Lors du sommet du Forum de Paris pour la paix, le Chef de l’Etat a levé le voile sur cette résolution en annonçant ce statut spécial pour les deux régions anglophones du pays. Dans une tribune libre publiée sur les réseaux sociaux, le Dr Joël Meyolo  fait une analyse de cette recommandation qui sera bientôt une réalité au Cameroun. L’historien et écrivain pense que pour le contenu de ce statut spécial, il faut faire un retour dans les fondements de la Réunification.

Lebledparle.com vous propose l’intégralité de cette tribune politico-historique.

STATUT SPECIAL POUR LE NOSO : LEÇON D’HISTOIRE, LE RETOUR DE LA REUNIFICATION

Lors d’une adresse à la nation le 10 septembre 2019 qui, inévitablement restera pour longtemps gravée dans la mémoire collective camerounaise du fait de son côté extraordinaire, le Chef de l’Etat Paul Biya, annonçait la tenue d’un Grand Dialogue National au cours duquel la crise dans la zone anglophone allait être débattue ainsi que d’autres problèmes auxquels font face les populations camerounaises. Le premier Ministre, qui au préalable a initié des descentes sur le terrain au Nord-Ouest et au Sud-Ouest, recevait légitimement la présidence des travaux. A la suite de nombreuses consultations, huit commissions furent mises sur pied.

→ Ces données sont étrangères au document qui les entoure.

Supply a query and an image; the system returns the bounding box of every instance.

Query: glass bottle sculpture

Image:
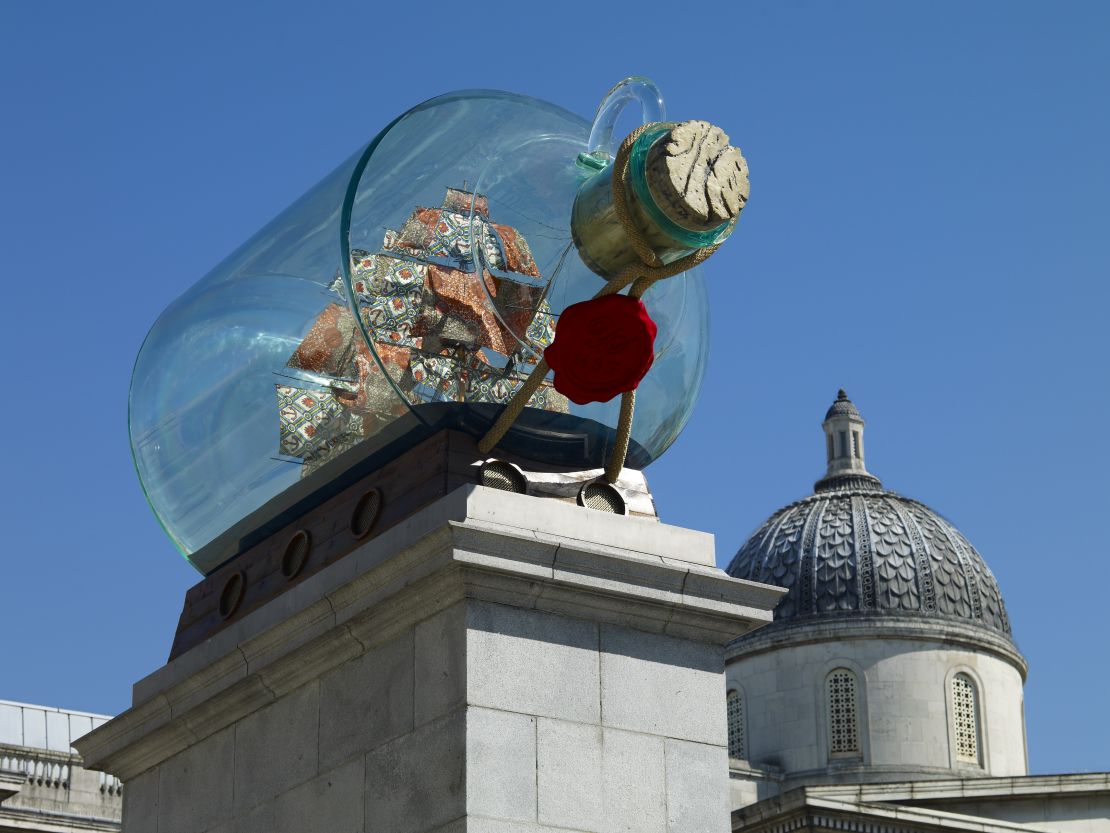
[130,79,737,569]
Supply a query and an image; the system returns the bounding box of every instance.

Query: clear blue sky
[0,0,1110,772]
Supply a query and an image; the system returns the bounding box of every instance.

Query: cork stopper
[646,120,750,232]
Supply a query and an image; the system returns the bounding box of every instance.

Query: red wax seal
[544,294,656,405]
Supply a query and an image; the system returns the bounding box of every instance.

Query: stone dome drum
[728,391,1011,639]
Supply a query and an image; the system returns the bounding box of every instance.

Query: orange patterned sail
[275,188,567,473]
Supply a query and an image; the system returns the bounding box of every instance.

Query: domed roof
[728,391,1010,636]
[825,388,859,420]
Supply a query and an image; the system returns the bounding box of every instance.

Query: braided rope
[478,123,717,483]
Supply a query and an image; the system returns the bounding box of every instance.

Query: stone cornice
[727,612,1029,680]
[0,806,120,833]
[77,486,783,781]
[811,772,1110,802]
[733,787,1051,833]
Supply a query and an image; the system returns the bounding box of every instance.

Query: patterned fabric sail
[275,188,567,475]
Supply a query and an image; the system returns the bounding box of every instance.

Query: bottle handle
[586,76,667,164]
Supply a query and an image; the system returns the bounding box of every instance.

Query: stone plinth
[78,486,781,833]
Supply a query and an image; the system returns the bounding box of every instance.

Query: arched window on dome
[949,673,982,766]
[726,689,748,760]
[825,669,862,757]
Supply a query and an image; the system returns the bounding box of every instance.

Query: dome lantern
[814,388,882,492]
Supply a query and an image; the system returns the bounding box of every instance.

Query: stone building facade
[0,701,123,833]
[8,391,1110,833]
[725,390,1110,833]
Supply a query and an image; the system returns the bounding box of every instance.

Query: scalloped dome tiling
[728,391,1010,636]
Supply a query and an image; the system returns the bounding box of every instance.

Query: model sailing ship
[275,188,567,476]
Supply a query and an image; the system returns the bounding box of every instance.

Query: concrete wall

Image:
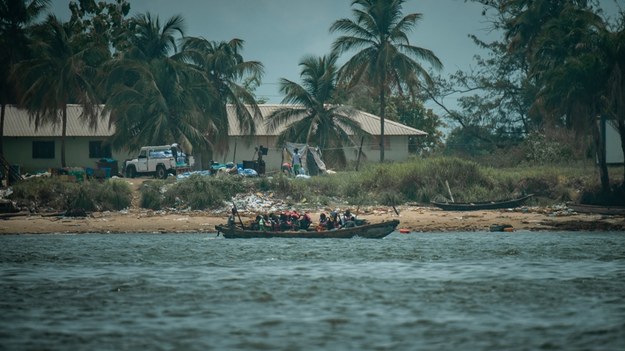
[4,136,414,173]
[211,136,409,172]
[3,137,135,173]
[605,122,624,164]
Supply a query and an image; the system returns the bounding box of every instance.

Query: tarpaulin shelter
[282,143,327,175]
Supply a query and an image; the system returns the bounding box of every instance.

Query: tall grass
[11,157,620,211]
[11,177,132,211]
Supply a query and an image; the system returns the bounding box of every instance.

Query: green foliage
[96,179,132,211]
[11,177,132,211]
[140,180,165,210]
[523,133,574,164]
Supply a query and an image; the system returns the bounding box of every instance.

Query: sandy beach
[0,206,625,234]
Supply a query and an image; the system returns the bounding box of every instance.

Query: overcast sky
[52,0,625,103]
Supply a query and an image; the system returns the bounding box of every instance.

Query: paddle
[232,200,245,229]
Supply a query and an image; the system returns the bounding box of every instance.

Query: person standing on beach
[293,148,302,175]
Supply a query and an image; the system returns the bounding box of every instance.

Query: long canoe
[567,204,625,216]
[432,194,533,211]
[215,219,399,239]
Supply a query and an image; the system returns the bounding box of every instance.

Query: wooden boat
[567,204,625,216]
[215,219,399,239]
[432,194,533,211]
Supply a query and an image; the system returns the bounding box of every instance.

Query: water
[0,232,625,350]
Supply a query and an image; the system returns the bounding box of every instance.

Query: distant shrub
[96,179,132,211]
[140,180,165,210]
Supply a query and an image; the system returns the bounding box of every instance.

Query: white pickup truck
[124,144,195,179]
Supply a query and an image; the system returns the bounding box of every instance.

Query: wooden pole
[356,136,365,171]
[445,181,456,202]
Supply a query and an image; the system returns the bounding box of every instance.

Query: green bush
[96,179,132,211]
[140,180,165,210]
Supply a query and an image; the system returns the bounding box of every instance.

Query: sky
[51,0,625,108]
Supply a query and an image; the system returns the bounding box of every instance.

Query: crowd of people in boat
[228,208,360,232]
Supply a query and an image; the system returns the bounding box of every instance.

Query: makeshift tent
[282,143,327,175]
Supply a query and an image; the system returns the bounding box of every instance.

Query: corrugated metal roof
[4,104,427,137]
[228,104,427,136]
[4,105,115,137]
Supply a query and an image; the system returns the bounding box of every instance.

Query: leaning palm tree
[267,54,366,165]
[12,15,109,167]
[0,0,50,156]
[330,0,442,162]
[105,13,214,151]
[182,37,263,151]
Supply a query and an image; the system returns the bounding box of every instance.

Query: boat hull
[215,219,399,239]
[567,204,625,216]
[432,195,533,211]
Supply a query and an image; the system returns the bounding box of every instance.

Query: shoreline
[0,206,625,235]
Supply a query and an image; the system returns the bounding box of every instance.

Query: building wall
[605,122,624,164]
[4,136,408,173]
[211,135,409,172]
[3,137,134,173]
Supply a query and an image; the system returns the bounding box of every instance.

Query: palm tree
[12,15,109,167]
[330,0,442,162]
[267,54,365,165]
[182,37,263,155]
[0,0,50,156]
[507,0,619,193]
[105,13,214,151]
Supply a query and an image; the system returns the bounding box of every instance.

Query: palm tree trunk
[380,86,386,163]
[0,104,6,156]
[61,105,67,168]
[617,119,625,186]
[592,117,610,194]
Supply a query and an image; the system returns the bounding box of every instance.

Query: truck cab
[124,144,195,179]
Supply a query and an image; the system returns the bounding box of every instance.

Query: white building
[2,104,426,173]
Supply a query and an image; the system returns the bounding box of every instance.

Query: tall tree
[268,54,366,165]
[183,37,264,155]
[330,0,442,162]
[12,15,109,167]
[105,13,215,151]
[0,0,50,155]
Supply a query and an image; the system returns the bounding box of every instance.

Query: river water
[0,232,625,350]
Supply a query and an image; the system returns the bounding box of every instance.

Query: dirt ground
[0,179,625,234]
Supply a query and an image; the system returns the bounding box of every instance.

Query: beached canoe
[567,204,625,216]
[432,194,533,211]
[215,219,399,239]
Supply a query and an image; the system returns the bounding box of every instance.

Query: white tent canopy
[282,143,327,175]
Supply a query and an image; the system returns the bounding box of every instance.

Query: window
[371,135,391,151]
[33,141,54,158]
[89,141,112,158]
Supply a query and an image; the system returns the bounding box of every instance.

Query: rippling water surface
[0,232,625,350]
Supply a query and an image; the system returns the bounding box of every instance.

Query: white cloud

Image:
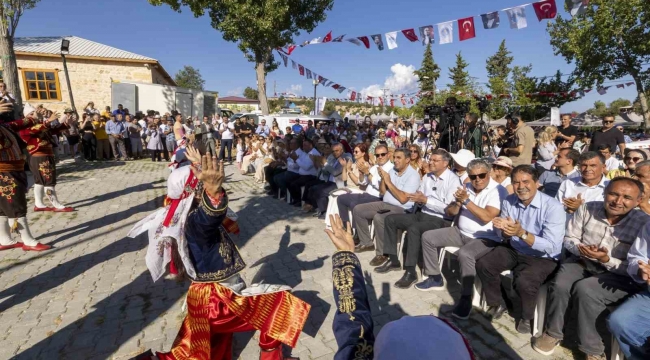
[291,84,302,94]
[228,86,244,96]
[360,64,418,97]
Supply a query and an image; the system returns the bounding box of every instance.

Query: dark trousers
[383,212,451,266]
[271,171,300,195]
[219,139,232,162]
[81,133,97,161]
[0,171,27,221]
[307,181,336,213]
[287,175,318,203]
[545,256,641,356]
[476,245,557,320]
[336,193,381,224]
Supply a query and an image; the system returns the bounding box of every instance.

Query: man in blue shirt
[476,165,566,335]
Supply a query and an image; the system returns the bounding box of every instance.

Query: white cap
[449,149,476,167]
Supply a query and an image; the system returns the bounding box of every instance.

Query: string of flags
[283,0,589,55]
[278,50,634,106]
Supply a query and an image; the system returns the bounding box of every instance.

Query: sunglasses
[467,173,487,181]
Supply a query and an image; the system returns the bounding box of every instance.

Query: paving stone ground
[0,160,582,360]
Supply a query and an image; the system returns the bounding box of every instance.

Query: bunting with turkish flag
[402,29,418,42]
[322,31,332,44]
[357,36,370,49]
[533,0,557,21]
[458,17,476,41]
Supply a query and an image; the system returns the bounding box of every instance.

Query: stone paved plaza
[0,160,582,360]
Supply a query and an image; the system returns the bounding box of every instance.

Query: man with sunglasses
[352,145,420,256]
[476,165,566,335]
[336,145,393,242]
[589,114,625,154]
[375,149,460,289]
[416,159,508,319]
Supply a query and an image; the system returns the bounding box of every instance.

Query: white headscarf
[127,166,198,282]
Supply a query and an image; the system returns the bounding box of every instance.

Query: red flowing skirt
[157,283,310,360]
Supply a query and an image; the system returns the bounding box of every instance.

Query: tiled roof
[14,36,156,62]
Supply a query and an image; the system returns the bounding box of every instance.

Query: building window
[22,69,61,100]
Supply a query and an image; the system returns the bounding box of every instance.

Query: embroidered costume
[0,107,51,251]
[128,166,310,360]
[20,105,74,212]
[332,251,474,360]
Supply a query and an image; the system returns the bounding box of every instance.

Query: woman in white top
[535,126,559,170]
[490,156,514,194]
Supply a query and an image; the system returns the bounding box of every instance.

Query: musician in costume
[0,103,51,251]
[325,215,474,360]
[20,104,74,212]
[128,146,310,360]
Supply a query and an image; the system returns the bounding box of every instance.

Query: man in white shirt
[375,149,462,289]
[597,144,619,174]
[287,139,320,207]
[415,159,508,319]
[217,116,235,164]
[352,149,420,258]
[555,151,609,221]
[336,145,393,226]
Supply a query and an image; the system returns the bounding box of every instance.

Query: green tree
[547,0,650,127]
[244,86,259,100]
[449,52,472,93]
[0,0,39,106]
[413,44,440,118]
[174,65,205,90]
[485,40,514,119]
[149,0,334,115]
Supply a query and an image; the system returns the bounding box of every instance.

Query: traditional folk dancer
[0,103,52,251]
[128,146,310,360]
[20,105,74,212]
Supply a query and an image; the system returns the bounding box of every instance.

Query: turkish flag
[533,0,557,21]
[357,36,370,49]
[402,29,418,42]
[458,17,476,41]
[322,31,332,43]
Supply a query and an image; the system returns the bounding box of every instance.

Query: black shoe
[451,297,472,320]
[517,319,530,335]
[354,244,375,253]
[486,305,508,320]
[375,260,402,274]
[370,255,388,266]
[392,269,418,289]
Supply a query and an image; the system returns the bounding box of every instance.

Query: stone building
[5,36,176,112]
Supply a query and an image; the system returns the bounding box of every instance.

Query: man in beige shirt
[503,115,535,168]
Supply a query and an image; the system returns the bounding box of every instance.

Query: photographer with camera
[501,115,535,167]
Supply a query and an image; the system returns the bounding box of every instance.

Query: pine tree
[486,40,514,118]
[449,52,471,94]
[413,44,440,117]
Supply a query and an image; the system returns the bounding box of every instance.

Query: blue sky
[16,0,636,111]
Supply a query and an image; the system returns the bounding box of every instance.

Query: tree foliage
[485,40,514,118]
[449,52,472,93]
[174,65,205,90]
[149,0,334,114]
[244,86,259,100]
[547,0,650,126]
[0,0,40,105]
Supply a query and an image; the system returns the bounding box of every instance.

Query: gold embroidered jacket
[185,191,246,282]
[332,251,375,360]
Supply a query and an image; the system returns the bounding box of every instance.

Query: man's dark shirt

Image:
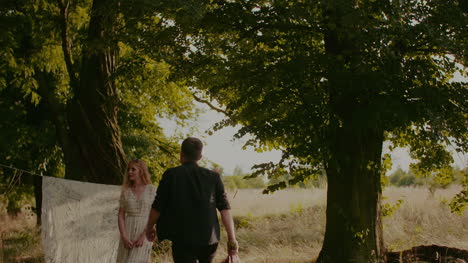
[152,162,230,246]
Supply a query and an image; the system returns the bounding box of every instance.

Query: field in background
[1,187,468,263]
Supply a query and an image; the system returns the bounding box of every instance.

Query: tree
[0,0,197,223]
[166,0,468,262]
[0,0,196,184]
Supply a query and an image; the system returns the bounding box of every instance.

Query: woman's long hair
[122,159,151,189]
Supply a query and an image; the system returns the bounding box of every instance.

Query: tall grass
[2,187,468,263]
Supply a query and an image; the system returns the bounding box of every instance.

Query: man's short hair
[181,137,203,161]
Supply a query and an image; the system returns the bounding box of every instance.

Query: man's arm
[221,209,239,256]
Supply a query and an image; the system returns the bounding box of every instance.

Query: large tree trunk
[317,122,383,263]
[65,0,125,184]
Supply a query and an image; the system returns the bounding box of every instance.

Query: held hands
[223,239,241,263]
[133,232,146,247]
[228,239,239,256]
[146,227,156,242]
[122,236,133,249]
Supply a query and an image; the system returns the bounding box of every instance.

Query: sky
[161,102,468,175]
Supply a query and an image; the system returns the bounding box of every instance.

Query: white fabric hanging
[42,176,121,263]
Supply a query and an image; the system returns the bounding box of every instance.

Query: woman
[117,160,156,263]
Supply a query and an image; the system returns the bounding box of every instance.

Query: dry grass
[0,187,468,263]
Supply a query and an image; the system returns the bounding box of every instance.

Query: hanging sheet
[42,176,121,263]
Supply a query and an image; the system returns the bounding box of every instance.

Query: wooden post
[0,230,4,263]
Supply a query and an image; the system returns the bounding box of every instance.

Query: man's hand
[146,227,156,242]
[228,239,239,257]
[122,236,133,249]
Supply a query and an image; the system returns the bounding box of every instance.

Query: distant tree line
[388,167,468,189]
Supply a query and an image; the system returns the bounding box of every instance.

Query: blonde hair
[122,159,151,189]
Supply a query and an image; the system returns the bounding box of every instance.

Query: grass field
[0,187,468,263]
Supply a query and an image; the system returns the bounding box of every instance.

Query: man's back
[153,162,230,245]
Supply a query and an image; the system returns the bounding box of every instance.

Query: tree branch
[57,0,78,88]
[192,93,229,116]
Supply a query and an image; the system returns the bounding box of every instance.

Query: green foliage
[155,0,468,198]
[223,166,266,190]
[0,0,198,204]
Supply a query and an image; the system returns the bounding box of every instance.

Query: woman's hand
[146,227,156,242]
[227,239,239,257]
[122,236,133,249]
[133,232,146,247]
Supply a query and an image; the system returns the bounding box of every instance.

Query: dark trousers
[172,243,218,263]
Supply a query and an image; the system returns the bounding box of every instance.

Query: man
[146,137,238,263]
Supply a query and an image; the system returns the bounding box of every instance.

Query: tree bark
[66,0,126,184]
[317,121,383,263]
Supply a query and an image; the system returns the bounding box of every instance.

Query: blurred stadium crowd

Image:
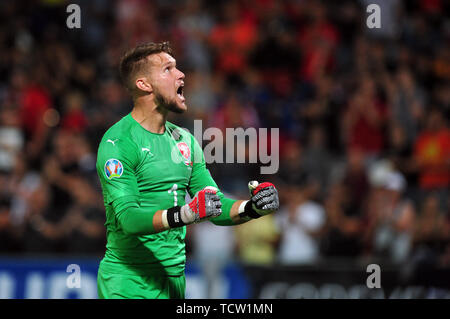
[0,0,450,278]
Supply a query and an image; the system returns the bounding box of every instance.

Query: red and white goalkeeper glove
[162,186,222,228]
[239,181,280,218]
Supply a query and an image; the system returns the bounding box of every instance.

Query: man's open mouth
[177,84,184,100]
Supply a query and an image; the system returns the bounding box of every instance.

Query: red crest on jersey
[177,142,191,160]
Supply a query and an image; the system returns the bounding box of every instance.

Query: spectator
[276,187,326,265]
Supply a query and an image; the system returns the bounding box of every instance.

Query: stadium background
[0,0,450,298]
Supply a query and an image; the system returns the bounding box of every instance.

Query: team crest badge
[177,142,192,166]
[105,158,123,179]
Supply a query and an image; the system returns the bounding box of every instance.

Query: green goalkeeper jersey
[97,114,234,275]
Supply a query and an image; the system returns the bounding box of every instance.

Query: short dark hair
[119,41,173,91]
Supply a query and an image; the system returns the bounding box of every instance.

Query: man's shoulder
[99,116,134,151]
[102,115,134,142]
[166,121,195,143]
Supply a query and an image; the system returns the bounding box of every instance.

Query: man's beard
[153,91,184,114]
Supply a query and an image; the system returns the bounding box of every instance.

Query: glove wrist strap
[166,206,186,228]
[239,200,261,219]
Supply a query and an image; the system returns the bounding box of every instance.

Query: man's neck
[131,97,168,134]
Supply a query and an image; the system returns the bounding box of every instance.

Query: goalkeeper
[97,42,279,298]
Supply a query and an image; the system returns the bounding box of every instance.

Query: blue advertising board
[0,256,250,299]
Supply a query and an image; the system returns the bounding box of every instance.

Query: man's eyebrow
[162,61,177,67]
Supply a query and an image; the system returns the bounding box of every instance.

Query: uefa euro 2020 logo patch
[105,158,123,179]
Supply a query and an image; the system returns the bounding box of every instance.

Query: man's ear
[134,77,153,93]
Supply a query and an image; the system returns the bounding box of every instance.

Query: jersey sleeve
[97,138,139,204]
[188,136,236,226]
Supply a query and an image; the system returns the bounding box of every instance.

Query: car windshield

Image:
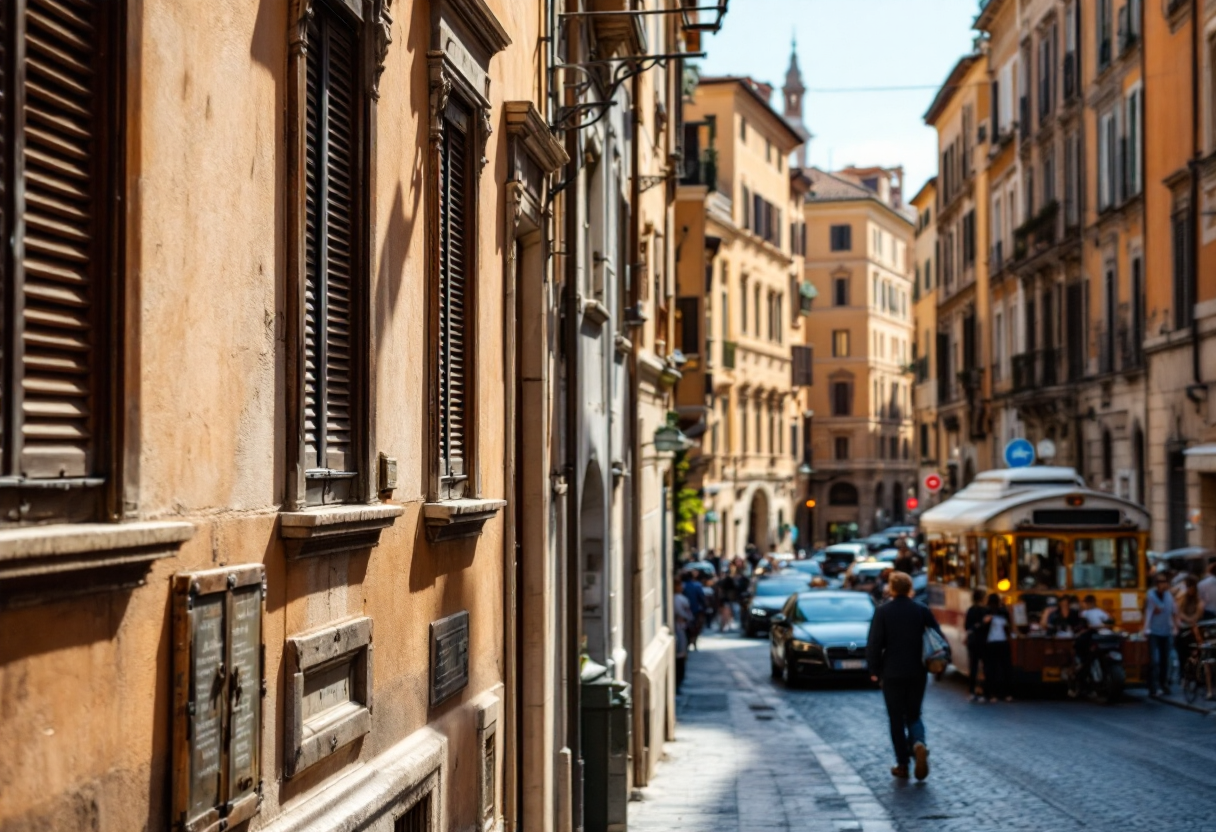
[756,580,806,597]
[798,595,874,624]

Au bout d’une semaine d’échanges, elles rendirent leurs copies. A la lecture de celles-ci, il est loisible d’observer la multitude des résolutions proposées. Si l’on peut s’accorder sur le fait qu’elles fassent des propositions judicieuses pour résorber certains problèmes que connaît le Cameroun d’aujourd’hui, il est tout aussi honnête de reconnaître que certaines d’entre elles, notamment celles relatives à la résolution de la crise en zone anglophone appellent à la prudence tant elles suscitent diverses interprétations. Elles paraissent pour certaines, comme en inadéquation avec le contexte historique et les enjeux de la préservation ou du moins de la construction d’une identité narrative. A travers une analyse basée sur la double approche diachronique et synchronique, je démontrerai que les conclusions issues du Grand Dialogue National relatives à la résolution de la crise en zone anglophone ne sauraient se réaliser sans la prise en compte du phénomène central qu’est la Réunification. D’ailleurs, dès lors que l’on fait usage des expressions que sont le Nord-ouest et le Sud-ouest, il s’agit en réalité d’une évocation implicite de la Réunification. Dans la suite de l’analyse, consubstantiellement à la première orientation, j’établirai l’impérieuse nécessité de construire une identité narrative aujourd’hui en s’appuyant sur l’acte constitutif de l’Etat du Cameroun tel que nous le connaissons aujourd’hui, territoire aux 475 442 km².

La nécessité de se référer à la Réunification.

Dans le package des résolutions adoptées par les commissions au cours du Grand Dialogue National, figurent entre autre, l’octroi d’un statut spécial aux régions du Nord-Ouest et du Sud-Ouest, réitéré à Paris par le Président Paul Biya lors du deuxième forum de Paris sur la paix. Ce statut particulier, en fonction des conclusions, intègre plusieurs éléments dont notamment le retour de la Chambre des Chefs ainsi que certains aménagements spécifiques.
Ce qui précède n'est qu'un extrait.